Every one seemed to be thoroughly happy--except Reginald Eversleigh. He was amongst the noisiest of the talkers, the loudest of the laughers; but the rector, who watched him closely, perceived that his face was pale, his eyes heavy as the eyes of one who had passed a sleepless night, and that his laughter was loud without mirth, his talk boisterous, without real cheerfulness of spirit.

"There is mischief of some kind in that man's heart," Lionel said to himself. "Can there be any truth in the gipsy's warning after all?"

But in the next moment he was ready to fancy himself the weak dupe of his own imagination.

"I dare say my cousin's manner is but what it always is," he thought; "the weary manner of a man who has wasted his youth, and sacrificed all the brilliant chances of his life, and who, even in the hour of pleasure and excitement, is oppressed by a melancholy which he strives in vain to shake off."

The gathering at the breakfast-table was a brilliant one.

Lydia Graham was a superb horsewoman; and in no costume did she look more attractive than in her exquisitely fitting habit of dark blue cloth. The early hour of the meet justified her breakfasting in riding-costume; and gladly availing herself of this excuse, she made her appearance in her habit, carrying her pretty little riding-hat and dainty whip in her hand.
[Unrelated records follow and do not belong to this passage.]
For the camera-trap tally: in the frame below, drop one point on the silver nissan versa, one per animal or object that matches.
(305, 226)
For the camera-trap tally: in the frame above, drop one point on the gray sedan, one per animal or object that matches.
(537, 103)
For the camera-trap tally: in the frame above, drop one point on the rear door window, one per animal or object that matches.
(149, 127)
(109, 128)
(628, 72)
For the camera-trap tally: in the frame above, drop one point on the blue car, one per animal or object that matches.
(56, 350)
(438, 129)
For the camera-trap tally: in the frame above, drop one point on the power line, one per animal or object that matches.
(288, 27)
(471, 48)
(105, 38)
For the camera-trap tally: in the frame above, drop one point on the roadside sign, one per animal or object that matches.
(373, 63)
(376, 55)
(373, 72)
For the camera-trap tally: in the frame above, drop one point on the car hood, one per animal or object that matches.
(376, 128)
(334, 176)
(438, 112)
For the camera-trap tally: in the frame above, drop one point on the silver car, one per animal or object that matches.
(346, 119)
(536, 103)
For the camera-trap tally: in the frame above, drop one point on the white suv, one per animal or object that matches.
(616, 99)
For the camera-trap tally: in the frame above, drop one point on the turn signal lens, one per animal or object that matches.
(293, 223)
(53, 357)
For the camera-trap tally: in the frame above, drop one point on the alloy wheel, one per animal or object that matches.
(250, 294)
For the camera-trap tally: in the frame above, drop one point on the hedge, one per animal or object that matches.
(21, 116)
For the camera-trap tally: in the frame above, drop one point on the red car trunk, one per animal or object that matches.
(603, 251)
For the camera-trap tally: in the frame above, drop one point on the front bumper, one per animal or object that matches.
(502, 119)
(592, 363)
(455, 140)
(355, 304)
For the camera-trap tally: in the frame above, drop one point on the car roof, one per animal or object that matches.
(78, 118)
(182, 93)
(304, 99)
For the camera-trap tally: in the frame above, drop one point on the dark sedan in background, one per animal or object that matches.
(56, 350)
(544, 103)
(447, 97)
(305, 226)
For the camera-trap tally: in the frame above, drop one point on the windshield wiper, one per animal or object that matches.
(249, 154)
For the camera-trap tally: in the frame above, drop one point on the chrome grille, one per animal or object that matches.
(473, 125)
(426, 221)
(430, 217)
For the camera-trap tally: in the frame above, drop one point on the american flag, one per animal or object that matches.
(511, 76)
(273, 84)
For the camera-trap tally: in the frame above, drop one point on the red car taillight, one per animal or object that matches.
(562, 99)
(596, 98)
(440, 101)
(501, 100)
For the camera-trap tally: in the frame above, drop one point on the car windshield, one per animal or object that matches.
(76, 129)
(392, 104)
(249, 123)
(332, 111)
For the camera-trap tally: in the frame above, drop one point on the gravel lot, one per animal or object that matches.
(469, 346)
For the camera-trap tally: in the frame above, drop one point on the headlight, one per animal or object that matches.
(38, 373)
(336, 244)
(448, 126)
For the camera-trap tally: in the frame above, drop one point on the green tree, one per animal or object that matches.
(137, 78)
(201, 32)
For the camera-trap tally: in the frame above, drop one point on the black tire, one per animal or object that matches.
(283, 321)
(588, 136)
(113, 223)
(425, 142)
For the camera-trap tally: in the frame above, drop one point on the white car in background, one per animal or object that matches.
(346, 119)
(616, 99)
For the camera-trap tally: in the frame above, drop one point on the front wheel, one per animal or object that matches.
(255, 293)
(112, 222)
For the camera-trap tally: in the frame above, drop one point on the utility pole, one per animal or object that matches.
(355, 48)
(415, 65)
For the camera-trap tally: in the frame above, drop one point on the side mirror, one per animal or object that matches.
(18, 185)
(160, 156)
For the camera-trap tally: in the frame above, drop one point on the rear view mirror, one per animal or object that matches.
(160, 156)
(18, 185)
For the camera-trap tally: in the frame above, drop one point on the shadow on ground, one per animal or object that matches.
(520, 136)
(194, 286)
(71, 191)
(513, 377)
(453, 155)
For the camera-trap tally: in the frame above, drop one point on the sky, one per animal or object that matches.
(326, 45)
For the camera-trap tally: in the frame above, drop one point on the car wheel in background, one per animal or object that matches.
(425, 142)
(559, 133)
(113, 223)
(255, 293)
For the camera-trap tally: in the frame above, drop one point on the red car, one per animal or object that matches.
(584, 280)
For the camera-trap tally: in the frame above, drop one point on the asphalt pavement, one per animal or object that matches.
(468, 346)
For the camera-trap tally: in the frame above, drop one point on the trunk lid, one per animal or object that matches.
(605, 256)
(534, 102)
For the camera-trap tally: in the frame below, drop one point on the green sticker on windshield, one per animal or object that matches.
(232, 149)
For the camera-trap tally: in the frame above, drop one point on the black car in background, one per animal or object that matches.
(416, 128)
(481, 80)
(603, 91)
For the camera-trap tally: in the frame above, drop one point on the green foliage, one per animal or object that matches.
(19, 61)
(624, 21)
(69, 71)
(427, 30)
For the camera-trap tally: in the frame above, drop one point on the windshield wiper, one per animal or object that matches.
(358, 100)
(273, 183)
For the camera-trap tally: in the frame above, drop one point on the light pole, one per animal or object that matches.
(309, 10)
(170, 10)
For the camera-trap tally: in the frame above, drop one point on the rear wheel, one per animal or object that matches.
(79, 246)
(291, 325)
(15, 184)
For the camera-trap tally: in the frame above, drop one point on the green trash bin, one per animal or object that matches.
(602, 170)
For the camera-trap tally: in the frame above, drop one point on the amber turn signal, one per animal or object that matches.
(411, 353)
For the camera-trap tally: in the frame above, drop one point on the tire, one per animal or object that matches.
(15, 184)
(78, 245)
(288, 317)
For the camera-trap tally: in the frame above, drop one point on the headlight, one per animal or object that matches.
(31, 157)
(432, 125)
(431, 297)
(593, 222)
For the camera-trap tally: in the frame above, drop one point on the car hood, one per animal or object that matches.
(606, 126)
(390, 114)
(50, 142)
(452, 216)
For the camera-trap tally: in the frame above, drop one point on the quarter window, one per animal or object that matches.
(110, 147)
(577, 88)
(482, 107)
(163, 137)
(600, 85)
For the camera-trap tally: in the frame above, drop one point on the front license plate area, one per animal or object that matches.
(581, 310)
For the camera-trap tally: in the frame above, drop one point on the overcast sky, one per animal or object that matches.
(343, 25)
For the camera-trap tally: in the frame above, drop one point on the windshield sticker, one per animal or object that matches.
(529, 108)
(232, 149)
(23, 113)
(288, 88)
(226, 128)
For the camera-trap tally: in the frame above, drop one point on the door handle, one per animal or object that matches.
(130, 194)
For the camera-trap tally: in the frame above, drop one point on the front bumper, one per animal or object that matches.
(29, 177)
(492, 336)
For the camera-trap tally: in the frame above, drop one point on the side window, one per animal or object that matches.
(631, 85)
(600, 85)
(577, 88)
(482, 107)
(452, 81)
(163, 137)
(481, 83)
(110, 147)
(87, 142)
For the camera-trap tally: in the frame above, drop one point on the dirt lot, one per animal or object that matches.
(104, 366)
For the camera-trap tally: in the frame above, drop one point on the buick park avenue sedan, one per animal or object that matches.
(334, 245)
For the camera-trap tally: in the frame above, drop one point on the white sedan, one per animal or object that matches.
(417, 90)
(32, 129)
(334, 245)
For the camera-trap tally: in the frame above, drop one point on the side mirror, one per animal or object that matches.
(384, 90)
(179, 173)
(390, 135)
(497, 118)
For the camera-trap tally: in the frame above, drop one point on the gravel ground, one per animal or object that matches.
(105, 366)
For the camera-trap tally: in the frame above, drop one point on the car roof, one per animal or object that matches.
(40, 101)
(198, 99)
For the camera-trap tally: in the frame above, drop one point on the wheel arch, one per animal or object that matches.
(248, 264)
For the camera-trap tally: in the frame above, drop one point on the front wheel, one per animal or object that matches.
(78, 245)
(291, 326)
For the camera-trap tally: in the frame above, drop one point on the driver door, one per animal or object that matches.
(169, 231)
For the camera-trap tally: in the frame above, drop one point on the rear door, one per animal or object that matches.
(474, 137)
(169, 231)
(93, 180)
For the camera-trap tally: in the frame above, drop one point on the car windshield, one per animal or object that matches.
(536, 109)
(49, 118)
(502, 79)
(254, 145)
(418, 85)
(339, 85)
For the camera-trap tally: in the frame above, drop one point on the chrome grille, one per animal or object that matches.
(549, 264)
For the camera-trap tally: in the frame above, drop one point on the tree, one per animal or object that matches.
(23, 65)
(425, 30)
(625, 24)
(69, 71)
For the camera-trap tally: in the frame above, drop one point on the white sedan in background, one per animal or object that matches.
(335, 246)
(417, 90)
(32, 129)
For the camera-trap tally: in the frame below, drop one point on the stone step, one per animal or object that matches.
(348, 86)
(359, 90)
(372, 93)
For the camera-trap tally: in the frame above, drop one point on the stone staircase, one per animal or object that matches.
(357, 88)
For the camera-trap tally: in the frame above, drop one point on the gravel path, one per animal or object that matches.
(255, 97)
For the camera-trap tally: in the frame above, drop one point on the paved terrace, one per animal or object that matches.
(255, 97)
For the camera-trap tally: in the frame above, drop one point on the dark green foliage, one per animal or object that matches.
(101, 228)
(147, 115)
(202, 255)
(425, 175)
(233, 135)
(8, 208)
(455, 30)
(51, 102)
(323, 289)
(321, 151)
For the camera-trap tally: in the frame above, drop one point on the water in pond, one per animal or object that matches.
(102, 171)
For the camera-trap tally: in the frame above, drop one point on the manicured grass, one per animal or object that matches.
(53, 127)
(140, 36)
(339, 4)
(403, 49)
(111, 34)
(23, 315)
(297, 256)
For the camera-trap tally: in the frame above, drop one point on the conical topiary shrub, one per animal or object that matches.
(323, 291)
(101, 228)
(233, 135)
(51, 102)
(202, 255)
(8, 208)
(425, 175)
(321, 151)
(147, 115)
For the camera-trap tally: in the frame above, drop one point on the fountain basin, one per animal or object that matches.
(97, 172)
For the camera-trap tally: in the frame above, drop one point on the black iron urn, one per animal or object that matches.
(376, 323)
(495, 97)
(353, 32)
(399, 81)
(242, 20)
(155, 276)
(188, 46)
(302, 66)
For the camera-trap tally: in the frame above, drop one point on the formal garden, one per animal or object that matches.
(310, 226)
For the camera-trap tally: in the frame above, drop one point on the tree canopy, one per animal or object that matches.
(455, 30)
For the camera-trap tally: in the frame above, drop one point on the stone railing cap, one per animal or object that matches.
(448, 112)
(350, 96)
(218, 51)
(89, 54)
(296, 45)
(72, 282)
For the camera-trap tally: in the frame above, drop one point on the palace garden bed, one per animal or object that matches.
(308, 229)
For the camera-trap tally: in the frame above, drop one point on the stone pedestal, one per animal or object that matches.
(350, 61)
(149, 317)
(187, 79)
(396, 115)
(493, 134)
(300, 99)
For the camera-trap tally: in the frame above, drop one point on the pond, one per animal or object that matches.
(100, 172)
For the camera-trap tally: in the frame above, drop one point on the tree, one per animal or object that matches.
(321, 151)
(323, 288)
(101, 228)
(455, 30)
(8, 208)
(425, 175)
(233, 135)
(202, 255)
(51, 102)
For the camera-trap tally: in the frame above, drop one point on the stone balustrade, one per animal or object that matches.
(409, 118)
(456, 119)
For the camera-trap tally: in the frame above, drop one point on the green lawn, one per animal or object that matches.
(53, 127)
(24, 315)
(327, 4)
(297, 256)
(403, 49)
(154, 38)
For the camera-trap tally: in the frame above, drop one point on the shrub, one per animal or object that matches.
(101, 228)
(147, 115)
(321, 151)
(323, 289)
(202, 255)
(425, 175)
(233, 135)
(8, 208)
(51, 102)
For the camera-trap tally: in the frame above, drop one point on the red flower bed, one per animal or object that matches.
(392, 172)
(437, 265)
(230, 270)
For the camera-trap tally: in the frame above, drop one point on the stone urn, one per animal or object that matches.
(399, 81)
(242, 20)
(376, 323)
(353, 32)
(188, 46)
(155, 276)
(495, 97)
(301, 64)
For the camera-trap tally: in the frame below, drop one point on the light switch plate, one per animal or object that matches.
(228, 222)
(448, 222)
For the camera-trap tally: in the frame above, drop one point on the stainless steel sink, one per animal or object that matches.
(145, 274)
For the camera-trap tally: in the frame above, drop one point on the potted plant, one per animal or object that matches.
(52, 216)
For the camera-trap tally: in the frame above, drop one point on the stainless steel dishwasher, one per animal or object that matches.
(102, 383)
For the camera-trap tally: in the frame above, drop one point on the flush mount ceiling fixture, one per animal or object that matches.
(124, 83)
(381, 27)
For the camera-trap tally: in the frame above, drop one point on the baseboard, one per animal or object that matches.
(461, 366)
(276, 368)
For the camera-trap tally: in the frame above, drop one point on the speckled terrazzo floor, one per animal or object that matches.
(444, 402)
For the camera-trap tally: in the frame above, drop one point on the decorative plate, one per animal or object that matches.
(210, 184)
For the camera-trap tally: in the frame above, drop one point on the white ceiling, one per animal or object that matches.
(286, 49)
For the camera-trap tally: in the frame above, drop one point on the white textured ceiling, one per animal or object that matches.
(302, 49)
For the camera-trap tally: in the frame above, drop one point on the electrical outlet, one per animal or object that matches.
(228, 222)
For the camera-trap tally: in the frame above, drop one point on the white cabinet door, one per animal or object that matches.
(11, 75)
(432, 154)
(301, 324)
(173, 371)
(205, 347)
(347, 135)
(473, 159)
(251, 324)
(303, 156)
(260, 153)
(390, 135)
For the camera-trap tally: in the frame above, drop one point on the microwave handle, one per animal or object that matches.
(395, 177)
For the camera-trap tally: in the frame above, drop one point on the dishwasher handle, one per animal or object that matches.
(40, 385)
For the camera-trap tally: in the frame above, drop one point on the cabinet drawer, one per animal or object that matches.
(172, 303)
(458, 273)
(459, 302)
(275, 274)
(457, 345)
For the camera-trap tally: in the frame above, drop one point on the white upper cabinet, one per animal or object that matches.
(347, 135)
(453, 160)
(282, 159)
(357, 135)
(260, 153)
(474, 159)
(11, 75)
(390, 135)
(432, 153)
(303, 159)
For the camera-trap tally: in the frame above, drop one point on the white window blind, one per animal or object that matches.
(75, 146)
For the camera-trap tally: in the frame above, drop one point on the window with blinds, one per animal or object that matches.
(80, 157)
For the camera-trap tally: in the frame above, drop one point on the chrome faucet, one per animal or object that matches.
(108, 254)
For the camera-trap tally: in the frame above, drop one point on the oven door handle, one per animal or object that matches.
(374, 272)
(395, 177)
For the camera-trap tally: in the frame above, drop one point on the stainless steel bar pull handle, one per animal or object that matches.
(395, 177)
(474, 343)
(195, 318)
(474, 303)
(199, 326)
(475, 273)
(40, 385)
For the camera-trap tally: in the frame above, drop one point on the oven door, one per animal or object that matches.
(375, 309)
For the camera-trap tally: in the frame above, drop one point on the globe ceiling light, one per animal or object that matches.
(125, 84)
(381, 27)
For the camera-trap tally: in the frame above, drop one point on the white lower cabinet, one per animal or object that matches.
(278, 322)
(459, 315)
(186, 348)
Her cheeks were flushed with a rich bloom--the warm flush of excitement and the consciousness of success. Lionel's attention on the previous evening had seemed to her unmistakeable; and again this morning she saw admiration, if not a warmer feeling, in his gaze.

"And so you really mean to follow the hounds, Miss Graham?" said Mrs.

Mordaunt, with something like a shudder.